Hewlett-Packard Co. has become the latest to add its name to the rapidly growing list of high-profile corporate hacking victims.
The Hacker News (THN), an online news site, reported that Pakistani hacker HexCoder claims to have penetrated an HP FTP server and accessed about 9 GB of data.
A HP spokesman said that they are trying to verify the hacker’s claims, adding that the data alleged to have been compromised is in the Japanese language. The company is working with its Japan operation to find out what might have happened.”There’s a high likelihood that this is stuff that is publicly available,” the spokesman added.
THN posted several screen shots of the data HexCoder claims to have accessed from the HP system and it’s unclear from the screen shots whether any personal or financial data was compromised in the alleged attack. Some of the filenames that are visible in the screenshots suggest that data on the Japanese versions of HP’s Linux, ProLiant storage systems may have been compromised.
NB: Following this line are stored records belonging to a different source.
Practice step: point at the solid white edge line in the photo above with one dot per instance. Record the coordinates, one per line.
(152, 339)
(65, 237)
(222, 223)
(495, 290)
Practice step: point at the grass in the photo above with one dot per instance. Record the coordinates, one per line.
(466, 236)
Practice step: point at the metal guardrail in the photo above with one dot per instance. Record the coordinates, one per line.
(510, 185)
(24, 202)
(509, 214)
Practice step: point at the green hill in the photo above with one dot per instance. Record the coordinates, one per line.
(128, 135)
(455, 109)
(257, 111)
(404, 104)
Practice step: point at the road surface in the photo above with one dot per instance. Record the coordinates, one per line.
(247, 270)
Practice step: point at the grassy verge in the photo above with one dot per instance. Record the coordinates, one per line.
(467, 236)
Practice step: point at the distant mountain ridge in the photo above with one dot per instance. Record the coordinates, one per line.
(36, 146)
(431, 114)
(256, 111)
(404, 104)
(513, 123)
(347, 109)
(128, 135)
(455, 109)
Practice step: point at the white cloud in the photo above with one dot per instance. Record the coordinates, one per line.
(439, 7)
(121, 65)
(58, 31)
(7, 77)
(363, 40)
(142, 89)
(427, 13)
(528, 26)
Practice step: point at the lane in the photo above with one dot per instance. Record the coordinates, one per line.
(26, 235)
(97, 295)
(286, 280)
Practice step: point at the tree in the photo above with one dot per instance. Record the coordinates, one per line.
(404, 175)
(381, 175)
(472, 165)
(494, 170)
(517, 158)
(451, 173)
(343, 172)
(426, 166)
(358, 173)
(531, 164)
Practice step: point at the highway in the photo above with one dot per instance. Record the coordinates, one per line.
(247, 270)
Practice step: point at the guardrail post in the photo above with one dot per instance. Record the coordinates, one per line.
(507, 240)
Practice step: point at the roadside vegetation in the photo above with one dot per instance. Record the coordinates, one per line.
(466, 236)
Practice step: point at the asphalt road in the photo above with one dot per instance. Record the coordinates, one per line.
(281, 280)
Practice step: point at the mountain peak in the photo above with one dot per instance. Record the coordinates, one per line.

The news site quotes the hacker as saying: “I have done this by getting access to FTP successfully. All this by just mere stupidity! Oh and I will not share their database because its too big (9 GB).”
THN editor Mohit Kumar said the screenshots made available to THN show that the hacker has permissions to 777 files on the compromised system. “That means he [may have] root access, almost in FTP,” Kumar said.
“The screenshots made available by HexCoder suggests that information on various HP software products, tools and drivers has been copied,” Kumar said. One of the exposed folders appears to contain delivery reports on various HP products. Another contains various news media files and newsletter items, he said.
The alleged attack on HP lengthens the growing list of organisations that have been recently hacked in similar fashion.
In some cases, such as the attacks on RSA, Lockheed and Oakridge, the motive appears to be espionage and IP theft. But most of the other recent attacks appear aimed at embarrassing organisations.
In some cases, the attacks have followed recent news events. The attacks on the IMF for instance, came just weeks after ex-IMF chief Dominique Strauss-Kahn was arrested on sexual abuse charges. The HP attacks come just days after the company announced an executive realignment .
What has been especially discomfiting for many of the victims is the fact that the breaks-in often have resulted from embarrassingly low-tech methods that showed fundamental security lapses.